Gently, as he’d filled them too full for any exaggerated exuberance, we clinked our glasses together. There was no embarrassment to the evening, no awkward pretence. Despite his waxing lyrical, he knew that old acquaintances is all we really were, that it would have been hard to describe us as real friends. He surely knew that the only reason I’d ever seek him out was that I needed something. Just as I knew that if he said yes, he’d eventually want something in return. That was our true relationship.
“I’m a friend of Archie Sandibanks,” I told him.
He stared at me blankly, his deceptively kind eyes not register
ing any recognition.
All of Luca’s appearance was misleading. He’d gone grey by the time he was twenty-five and never, ever considered putting the old boot polish to it. That grey hair lent him not only a gravitas, but an unearned wholesomeness. He was blandly handsome in a way which meant he could possibly be mistaken for a sage, gentle soul. But it was all so obviously a lie. No man makes the leap from small-time gangster in Cardiff to mid-time gangster in London without having something incredibly ruthless about him.
I knew some of the things he’d got up to back in Cardiff. Seen a friend of a friend who’d wound up the wrong side of Luca and a cricket bat. I really didn’t want to know what kind of things he’d done since he’d made the big-time. Or what he had to do to get there.
“He’s a short cockney stunt man,” I continued. “An alright sort, a decent bloke in the main, but he owes one of your bookies a hell of a lot of money.”

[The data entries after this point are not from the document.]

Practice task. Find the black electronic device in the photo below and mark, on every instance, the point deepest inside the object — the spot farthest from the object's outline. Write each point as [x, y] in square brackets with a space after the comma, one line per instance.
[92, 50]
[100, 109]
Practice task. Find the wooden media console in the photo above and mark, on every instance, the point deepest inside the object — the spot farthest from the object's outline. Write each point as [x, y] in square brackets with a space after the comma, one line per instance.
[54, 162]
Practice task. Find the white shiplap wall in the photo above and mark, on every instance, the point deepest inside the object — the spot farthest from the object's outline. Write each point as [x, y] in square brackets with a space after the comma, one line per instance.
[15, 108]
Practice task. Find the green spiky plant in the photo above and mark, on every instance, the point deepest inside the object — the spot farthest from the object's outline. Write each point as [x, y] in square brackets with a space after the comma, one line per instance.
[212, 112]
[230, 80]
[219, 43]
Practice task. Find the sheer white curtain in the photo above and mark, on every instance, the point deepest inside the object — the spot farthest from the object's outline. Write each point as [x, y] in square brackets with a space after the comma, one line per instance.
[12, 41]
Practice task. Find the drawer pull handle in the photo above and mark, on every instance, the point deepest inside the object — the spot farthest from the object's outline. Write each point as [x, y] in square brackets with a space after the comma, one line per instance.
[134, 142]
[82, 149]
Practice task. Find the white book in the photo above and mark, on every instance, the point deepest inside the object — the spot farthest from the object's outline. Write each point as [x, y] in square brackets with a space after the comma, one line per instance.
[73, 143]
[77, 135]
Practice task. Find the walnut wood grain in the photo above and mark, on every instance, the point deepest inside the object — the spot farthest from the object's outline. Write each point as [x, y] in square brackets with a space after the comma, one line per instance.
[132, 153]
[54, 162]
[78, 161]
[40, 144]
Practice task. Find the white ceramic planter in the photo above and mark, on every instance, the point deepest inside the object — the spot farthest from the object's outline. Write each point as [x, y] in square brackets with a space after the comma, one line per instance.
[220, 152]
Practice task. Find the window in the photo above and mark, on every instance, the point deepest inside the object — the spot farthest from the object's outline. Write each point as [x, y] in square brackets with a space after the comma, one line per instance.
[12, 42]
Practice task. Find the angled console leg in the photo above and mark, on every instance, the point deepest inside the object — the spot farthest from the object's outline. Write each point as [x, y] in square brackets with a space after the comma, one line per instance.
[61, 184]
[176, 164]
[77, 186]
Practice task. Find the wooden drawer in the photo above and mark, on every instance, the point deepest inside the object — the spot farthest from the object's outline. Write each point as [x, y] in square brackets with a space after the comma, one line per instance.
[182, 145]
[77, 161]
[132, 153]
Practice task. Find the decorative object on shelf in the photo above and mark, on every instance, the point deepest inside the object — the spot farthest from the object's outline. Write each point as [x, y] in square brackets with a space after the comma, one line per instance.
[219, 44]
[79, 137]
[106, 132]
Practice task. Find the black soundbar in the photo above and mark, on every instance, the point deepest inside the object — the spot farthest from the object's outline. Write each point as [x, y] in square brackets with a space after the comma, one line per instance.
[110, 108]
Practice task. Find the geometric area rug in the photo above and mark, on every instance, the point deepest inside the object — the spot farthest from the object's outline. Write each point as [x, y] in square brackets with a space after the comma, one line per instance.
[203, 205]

“Ah yes,” he said. “The man that Mr McGuinness has been going on and on about. I have to say, that if I wanted to go into business as some kind of bile manufacturing plant, I could do worse than connect Mr McGuinness to an extraction machine and have him talk about your friend, Sandibanks, for a few hours. The stuff just pours out of him. It seeps, it vomits. He seems to be obsessed, to generally have a thing for this Sandibanks. I don’t know why. After all, he’s not the only luck-starved cretin to end up owing a big pile of cash. He’s at the top end of the scale, certainly, but there are a lot of them out there. Careless, foolish men, all of them. Idiots who, if they know what’s good for them in the long term, really have to learn to pay off their debts.”
I agreed with a lot of what he said, but didn’t offer any comment of my own. “He came to me for help.”
“And help he most definitely needs. It is a bit of an ugly pickle he’s got himself into, isn’t it? Even without McGuinness’s vendetta, it’s a sorry pass he finds himself at.” He took a gulp of whisky and smiled without any real joy, before raising his chin to get me to join him. “But then, he is a grown man who made these bets of his own free will and should be expected to pay off any and all money he owes. These careless men always try to excuse their vices. They say that there’s something within them which compels them to do it. But the fact is that they’re in charge of their own destinies. They make their own choices. And if they choose to sail their ships into choppy waters, then on their own easily broken skulls be it. No bookie is going to work for my operation if I get into the habit of letting debts slide. It wouldn’t do. It wouldn’t do at all.”